Training the AI that will power the platform is a key focus of the founders, who are already seeking access to alternative data sources such as Matterport, a relatively recent innovation that maps the interior of homes and which provides would-be buyers with an opportunity to conduct virtual walk-throughs. “It has to be very objective,” says Bozin. “It can’t be something like, how would you rate this house out of ten. It’s the precise characteristics of the house, key information like ‘What kind of flooring is used in this room?’”
Using this data, the team intends to create algorithms that will reduce the friction involved in researching investment properties for buyers, and that will allow sellers to focus their attention on the type of upgrades or renovations that secure the best possible return on investment.
The fourth member of the team, Daniel Verbesey, studies Applied Mathematics at the University of Pittsburgh. On monetizing the business, he explains that “We’re still deciding between a subscription model, where customers can pay monthly or yearly for select data, or a model where customers purchase a specific set of data — like a local dataset. We’re also considering how sellers can pay to get an accurate estimate on their home.”
As youthful entrepreneurs, none of the co-founders seem fazed by their relative lack of exposure to real-world businesses. Instead they are eager to gain experience rapidly. Aung, for example, has previously worked on a startup incubated by the Harvard Innovation Lab and has an internship at Roche, while Verbesey is Vice President of the Pitt Blockchain Club and both Sekar and Bozin are interning as software engineers at a sports analytics business.
“I have a friend in college who started a Bitcoin ATM company,” says Verbesey. “Within a few years they had 13 different locations.
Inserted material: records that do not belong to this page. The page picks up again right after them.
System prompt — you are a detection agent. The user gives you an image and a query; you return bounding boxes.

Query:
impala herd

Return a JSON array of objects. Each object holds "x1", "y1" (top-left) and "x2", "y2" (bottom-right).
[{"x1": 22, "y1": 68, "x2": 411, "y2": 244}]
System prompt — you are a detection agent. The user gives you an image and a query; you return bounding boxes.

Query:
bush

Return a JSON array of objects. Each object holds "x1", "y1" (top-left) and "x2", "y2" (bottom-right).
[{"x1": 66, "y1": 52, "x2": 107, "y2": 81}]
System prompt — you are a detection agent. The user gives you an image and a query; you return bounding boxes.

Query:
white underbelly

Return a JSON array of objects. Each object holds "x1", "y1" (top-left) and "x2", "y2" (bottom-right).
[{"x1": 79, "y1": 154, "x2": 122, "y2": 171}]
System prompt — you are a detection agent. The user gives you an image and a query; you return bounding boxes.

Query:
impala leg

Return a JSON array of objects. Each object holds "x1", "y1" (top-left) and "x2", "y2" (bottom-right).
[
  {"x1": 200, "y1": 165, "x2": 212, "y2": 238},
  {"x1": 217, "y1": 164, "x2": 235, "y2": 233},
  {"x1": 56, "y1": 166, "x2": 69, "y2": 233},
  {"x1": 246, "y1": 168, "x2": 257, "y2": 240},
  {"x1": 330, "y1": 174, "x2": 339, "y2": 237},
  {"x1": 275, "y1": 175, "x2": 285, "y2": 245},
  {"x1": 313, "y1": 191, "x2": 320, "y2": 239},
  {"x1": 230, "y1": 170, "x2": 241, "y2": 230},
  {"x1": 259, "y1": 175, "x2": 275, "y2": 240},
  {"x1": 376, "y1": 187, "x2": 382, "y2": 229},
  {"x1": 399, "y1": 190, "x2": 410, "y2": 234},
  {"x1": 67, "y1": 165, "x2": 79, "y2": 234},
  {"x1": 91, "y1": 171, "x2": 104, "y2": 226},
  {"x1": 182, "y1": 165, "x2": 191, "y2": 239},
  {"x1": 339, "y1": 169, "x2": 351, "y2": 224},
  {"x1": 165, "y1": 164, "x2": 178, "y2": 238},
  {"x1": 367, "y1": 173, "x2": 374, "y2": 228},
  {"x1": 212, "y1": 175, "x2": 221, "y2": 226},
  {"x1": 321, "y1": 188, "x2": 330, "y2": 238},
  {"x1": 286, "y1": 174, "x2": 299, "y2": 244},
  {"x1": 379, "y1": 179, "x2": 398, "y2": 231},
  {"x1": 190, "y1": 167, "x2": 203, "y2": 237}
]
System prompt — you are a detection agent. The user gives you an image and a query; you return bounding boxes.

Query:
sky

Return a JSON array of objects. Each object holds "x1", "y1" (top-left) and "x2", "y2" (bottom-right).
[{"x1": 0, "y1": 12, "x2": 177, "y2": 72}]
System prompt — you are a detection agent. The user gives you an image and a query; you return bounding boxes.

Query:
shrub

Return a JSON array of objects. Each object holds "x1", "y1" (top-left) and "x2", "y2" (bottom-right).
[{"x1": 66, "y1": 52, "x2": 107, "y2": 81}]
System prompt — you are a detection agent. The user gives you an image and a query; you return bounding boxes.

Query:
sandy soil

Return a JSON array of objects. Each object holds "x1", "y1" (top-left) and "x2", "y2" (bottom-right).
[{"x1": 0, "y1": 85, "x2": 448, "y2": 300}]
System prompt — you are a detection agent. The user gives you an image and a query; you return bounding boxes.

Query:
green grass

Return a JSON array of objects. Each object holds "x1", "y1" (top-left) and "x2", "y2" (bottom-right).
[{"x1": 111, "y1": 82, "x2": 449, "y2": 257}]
If you see the opportunity and don’t go for it, someone else will come along… so why not just build it yourself?”
Bozin believes that a startup founder’s youth is less important than “If you’re actually solving a problem… If you really take the time to talk to your customers and see what issues they have and where you can help solve them.” To that end, the team is engaging frequently with the Multiverse community, which Aung describes as “changing the centralized landscape of A.I. for the better with decentralization, and also equipping like-minded innovators with a platform to collaborate.”
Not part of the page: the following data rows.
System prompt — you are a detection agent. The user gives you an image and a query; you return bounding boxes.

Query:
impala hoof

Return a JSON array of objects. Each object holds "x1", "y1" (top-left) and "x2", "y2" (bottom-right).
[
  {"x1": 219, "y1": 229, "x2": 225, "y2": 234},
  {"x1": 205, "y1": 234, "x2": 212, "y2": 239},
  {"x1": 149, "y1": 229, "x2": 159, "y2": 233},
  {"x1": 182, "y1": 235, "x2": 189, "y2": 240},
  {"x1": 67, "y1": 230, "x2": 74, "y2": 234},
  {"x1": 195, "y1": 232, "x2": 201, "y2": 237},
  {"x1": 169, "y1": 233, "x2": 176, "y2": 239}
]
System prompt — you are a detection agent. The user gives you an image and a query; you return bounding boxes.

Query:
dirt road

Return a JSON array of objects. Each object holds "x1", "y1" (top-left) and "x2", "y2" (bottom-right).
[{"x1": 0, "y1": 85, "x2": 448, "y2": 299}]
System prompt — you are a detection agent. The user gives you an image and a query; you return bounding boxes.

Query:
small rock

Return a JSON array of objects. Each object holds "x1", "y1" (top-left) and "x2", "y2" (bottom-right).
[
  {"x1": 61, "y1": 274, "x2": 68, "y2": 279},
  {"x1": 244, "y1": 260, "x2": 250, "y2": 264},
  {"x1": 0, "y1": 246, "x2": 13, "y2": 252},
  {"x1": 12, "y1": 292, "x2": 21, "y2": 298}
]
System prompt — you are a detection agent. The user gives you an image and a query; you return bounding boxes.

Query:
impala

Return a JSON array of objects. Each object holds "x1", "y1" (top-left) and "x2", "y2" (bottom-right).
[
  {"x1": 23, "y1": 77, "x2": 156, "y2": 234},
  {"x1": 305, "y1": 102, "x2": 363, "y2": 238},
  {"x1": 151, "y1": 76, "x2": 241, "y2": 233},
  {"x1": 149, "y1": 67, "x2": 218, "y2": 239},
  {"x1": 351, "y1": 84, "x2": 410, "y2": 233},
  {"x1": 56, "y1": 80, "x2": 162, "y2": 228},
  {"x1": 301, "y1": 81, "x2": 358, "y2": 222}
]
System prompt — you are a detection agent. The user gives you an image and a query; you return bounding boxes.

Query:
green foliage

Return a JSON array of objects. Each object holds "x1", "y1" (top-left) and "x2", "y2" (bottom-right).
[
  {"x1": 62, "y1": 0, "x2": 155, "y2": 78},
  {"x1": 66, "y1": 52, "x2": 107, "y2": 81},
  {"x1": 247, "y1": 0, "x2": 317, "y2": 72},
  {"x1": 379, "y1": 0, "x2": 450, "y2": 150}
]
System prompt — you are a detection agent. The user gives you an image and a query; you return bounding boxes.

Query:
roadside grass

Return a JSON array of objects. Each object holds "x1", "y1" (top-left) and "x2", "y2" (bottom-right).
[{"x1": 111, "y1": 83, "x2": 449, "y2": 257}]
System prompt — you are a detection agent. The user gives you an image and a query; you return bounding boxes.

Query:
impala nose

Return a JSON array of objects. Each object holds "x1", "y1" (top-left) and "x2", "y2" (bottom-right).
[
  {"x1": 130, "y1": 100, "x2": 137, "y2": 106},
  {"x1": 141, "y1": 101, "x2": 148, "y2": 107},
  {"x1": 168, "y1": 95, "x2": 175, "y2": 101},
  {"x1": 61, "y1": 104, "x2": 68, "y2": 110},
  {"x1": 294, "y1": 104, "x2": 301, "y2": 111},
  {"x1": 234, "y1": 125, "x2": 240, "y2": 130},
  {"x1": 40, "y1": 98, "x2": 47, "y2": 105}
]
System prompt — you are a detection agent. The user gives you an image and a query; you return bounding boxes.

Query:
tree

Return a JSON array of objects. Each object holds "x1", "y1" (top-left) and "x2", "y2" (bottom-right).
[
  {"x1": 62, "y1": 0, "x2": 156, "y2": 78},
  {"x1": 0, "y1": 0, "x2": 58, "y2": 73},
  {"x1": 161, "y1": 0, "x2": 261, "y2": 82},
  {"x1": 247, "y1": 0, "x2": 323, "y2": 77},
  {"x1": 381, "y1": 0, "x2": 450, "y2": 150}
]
“We’re aggregating the opinions of mentors to see if our idea is going in the right direction,” explains Sekar. “Maybe it’s a pitfall for young people, that they become too emotionally-invested in an idea, and foresee a future that might not really be there.” But he feels that testing the concept in a startup ‘sandbox’ has helped the team behind FlipAI understand their product-market fit more deeply.
As FlipAI matures, their data becomes more reliable, and specialized algorithms begin to deliver real-world value to investors, Aung hopes that the company and the Multiverse platform on which it’s built will continue to “foster a community of citizens whose motivations are aligned with our planet.”
And even though the real estate market will eventually cool off, perhaps before their platform is ready for mass usage, these four emerging entrepreneurs will have plenty of time to refine their tools before the next big boom.